Culpa, miedo, dolor.

Tantos sentimientos embargándome y aquí estaba yo, en el ático frente a cada una de mis herramientas de pinturas. A pesar de abandonarlas, seguían frescas y todo bien cuidado. Aguardaban mi regreso como si Ramón hubiese pactado con el tiempo.

—Seguro has sido tú —susurré entre lágrimas, al ver cada tubo nuevo, cada pincel en su sitio, como esperándome en silencio. Él sabía que vendría aquí.

Solo faltaba que diese el paso más importante.

Entre temblores y sollozos saqué mis guantes, mis dedos, cicatrizados y temblorosos, desnudos al fin. Los estiré como ramas secas que aún desean tocar el cielo. Los masajeé y los besé. Y en ese gesto, me acaricié el alma olvidada.

Desde el piso inferior, el tocadiscos rompió el silencio, con aquella canción… dulce, melancólica, que era el eco de nuestra juventud. Ramón… El que bailó conmigo por primera vez, el que se llamó mi fan número uno cuando yo aún creía en el arte como promesa. Mi querido Ramón, tantas veces habló con orgullo de mis obras y…

Con un suspiro todos mis sentimientos fueron ocultos en lo más profundo de mi alma, sonreí y tomé el pincel con determinación. Trazos por aquí y por allá, mi base estaba lista, al menos no había olvidado la teoría del color, seguía en mí como un rito antiguo.

Y pinté, trazos imperfectos, hermosos. Tantas pinceladas y todo cobraba forma, tan hermoso… ¡aún podía pintar!
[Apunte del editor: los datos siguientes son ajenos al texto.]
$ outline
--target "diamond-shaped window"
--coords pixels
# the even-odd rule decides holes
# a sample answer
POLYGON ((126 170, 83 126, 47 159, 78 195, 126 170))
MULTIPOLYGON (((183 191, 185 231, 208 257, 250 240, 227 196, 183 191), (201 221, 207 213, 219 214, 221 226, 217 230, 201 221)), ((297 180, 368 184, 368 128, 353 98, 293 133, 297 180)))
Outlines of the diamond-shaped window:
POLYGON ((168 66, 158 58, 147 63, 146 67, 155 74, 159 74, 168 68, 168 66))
La música guiaba mis manos como el viento a las olas. Aunque mi pulso no me permitía darle realismo, trazos tan finos como el filamento de un cabello, los poros de la piel o algo tan simple como el tejido de un vestido… no podía crearlos, sí, me volví tan inútil…

Mis fuerzas fallaron y me desplomé en el sucio suelo a llorar. En ese piso que ya no era taller sino confesionario.

—¿Nyssa, amor? —dijo, detrás de mí—. ¿Estás bien?

—Ya no puedo hacerlo —respondí, con el alma rota como en antaño lo fueron mis huesos—. Ya no puedo pintar…

—¿Qué estás diciendo? Si esto es maravilloso, no sabría ni siquiera a donde mirar, todo es tan… hermoso y Dios…

No le creí, no podía.

—¡Sólo estás diciéndolo para consolarme! Mira el cabello de Mayra… ¡Es un desastre! —farfullé entre sollozos.

—¿Qué tal así?

Entonces él, Ramón, arrancó una hebra de mi alborotada melena, sucia con innumerables gotas de pinturas… ¿cómo permití que me viese en este estado? Embadurnó las hebras de mi cabello con pintura, y la ondeó sobre el lienzo.